Verstappen hält sich noch bedeckt

Natürlich waren in Österreich alle Augen auf Max Verstappen gerichtet. Der Weltmeister absolvierte in der ersten Session eine bescheidene Anzahl an Runden und landete nicht in den Top Drei der Zeitenliste. Doch wer genau hinsah, erkannte, dass Verstappen sich vor allem auf Longruns und Reifenmanagement konzentrierte. In der Red-Bull-Box weiß man genau, dass es am Freitag ums Datensammeln geht, nicht um die Poleposition. Trotzdem wird die Anspannung bei der Oranje-Armee steigen: Kann Red Bull die Lücke zu Ferrari schließen? Mehr Klarheit wird das zweite Training bringen, in dem die Teams die Motoren etwas mehr aufdrehen werden.

FP2 bringt mehr Klarheit

Am Nachmittag steht das zweite freie Training auf dem Programm. Dann werden wir erst richtig sehen, wer die Karten auf den Tisch legt. Erwarten Sie, dass Teams wie Ferrari und Red Bull jetzt echte Qualifying-Simulationen fahren werden. Die Strecke wird schneller sein, die Fahrer selbstbewusster. Für Max Verstappen wird es darauf ankommen, den Rückstand auf Leclerc einzuordnen. Ist es eine Frage der Abstimmung oder hat Ferrari wirklich einen Vorsprung? Motorsport-Fans lieben dieses Katz-und-Maus-Spiel.

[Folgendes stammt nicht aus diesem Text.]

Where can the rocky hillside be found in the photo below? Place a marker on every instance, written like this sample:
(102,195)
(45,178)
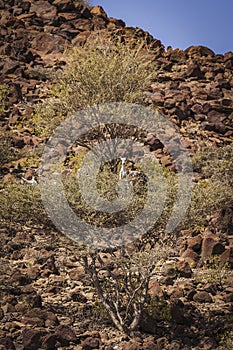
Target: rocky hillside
(47,300)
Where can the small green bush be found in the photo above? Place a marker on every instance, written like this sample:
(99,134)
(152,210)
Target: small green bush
(21,203)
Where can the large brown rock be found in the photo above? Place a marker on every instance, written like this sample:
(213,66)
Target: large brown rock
(65,335)
(211,246)
(31,339)
(44,9)
(48,43)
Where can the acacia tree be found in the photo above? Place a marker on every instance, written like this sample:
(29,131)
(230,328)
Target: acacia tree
(122,282)
(105,70)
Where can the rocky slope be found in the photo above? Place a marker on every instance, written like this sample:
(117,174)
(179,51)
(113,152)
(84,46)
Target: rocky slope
(46,297)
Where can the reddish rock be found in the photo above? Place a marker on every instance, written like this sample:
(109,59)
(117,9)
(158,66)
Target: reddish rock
(211,246)
(184,269)
(227,256)
(49,342)
(65,335)
(202,297)
(199,51)
(90,343)
(194,71)
(31,339)
(64,5)
(154,289)
(44,9)
(7,343)
(48,43)
(194,243)
(190,256)
(98,11)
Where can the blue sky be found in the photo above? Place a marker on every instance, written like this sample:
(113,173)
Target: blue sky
(179,23)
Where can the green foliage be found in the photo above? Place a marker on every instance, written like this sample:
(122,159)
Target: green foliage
(159,309)
(102,71)
(107,185)
(21,203)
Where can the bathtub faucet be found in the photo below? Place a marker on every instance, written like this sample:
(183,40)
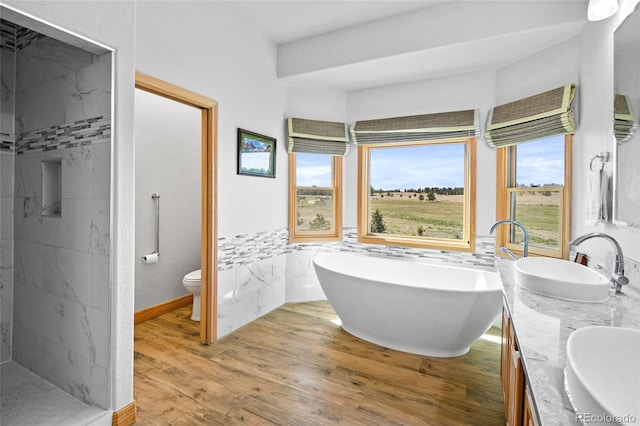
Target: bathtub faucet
(617,277)
(525,242)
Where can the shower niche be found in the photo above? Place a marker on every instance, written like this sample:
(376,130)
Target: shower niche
(55,205)
(51,188)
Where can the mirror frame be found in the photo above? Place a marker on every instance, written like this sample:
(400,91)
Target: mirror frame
(617,218)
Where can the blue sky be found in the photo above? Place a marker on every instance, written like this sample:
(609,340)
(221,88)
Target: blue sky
(540,162)
(418,166)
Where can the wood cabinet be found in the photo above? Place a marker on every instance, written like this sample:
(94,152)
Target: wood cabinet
(518,407)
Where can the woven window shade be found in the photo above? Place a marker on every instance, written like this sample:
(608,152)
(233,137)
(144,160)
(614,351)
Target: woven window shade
(624,123)
(536,117)
(317,137)
(416,128)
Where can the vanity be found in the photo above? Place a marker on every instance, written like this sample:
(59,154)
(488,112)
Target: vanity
(534,346)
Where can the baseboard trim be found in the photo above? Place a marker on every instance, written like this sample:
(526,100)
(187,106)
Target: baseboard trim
(126,416)
(162,308)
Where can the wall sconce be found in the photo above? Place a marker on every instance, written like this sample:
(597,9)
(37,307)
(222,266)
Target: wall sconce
(601,9)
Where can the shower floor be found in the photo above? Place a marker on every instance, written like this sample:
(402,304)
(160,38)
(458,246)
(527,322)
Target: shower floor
(27,399)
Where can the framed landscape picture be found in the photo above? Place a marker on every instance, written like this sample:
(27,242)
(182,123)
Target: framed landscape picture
(256,154)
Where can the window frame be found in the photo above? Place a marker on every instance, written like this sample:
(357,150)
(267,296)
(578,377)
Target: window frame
(302,236)
(466,244)
(507,156)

Was wir bisher in FP1 gesehen haben, im Überblick:

  • Charles Leclerc (Ferrari) – Schnellste Zeit, dominanter Auftritt.
  • Lewis Hamilton (Ferrari) – Sofort im Temperament, zweiter Platz.
  • Max Verstappen (Red Bull) – Fokus auf Rennpace, noch keine schnelle Runde.
  • Lando Norris (McLaren) – Zeigte Blitze, landete aber außerhalb der Top Drei.
  • Oscar Piastri (McLaren) – Vor heimischem Publikum noch nicht ganz auf Touren.

Von der Rennstrecke auf die Konsole

Für diejenigen, die das Glück haben, Melbourne zu besuchen, ist die Atmosphäre unvergleichlich. Aber auch zu Hause auf der Couch können wir das Albert Park genießen. In der Welt des Simracings und der Rennspiele ist die Strecke eine Ikone. So können Forza Motorsport 6-Fans sich auf einer digitalen Kopie des Parks austoben, komplett mit den schnellen Schikanen und den kniffligen Kurvenkombinationen. Es ist schön zu sehen, wie sich die Gaming-Welt und der echte Motorsport gegenseitig befruchten; die Linien, die Leclerc heute fuhr, kann man später zu Hause nachahmen. Eine schöne Brücke zwischen Realität und virtueller Leidenschaft.

Der Rest des Wochenendes verspricht Spektakel. Bleiben Sie hier auf dem Laufenden über alle Entwicklungen, denn der Große Preis von Australien ist noch lange nicht entschieden. Eines ist sicher: Die roten Autos sind zurück, und die Jagd auf den Weltmeistertitel hat begonnen.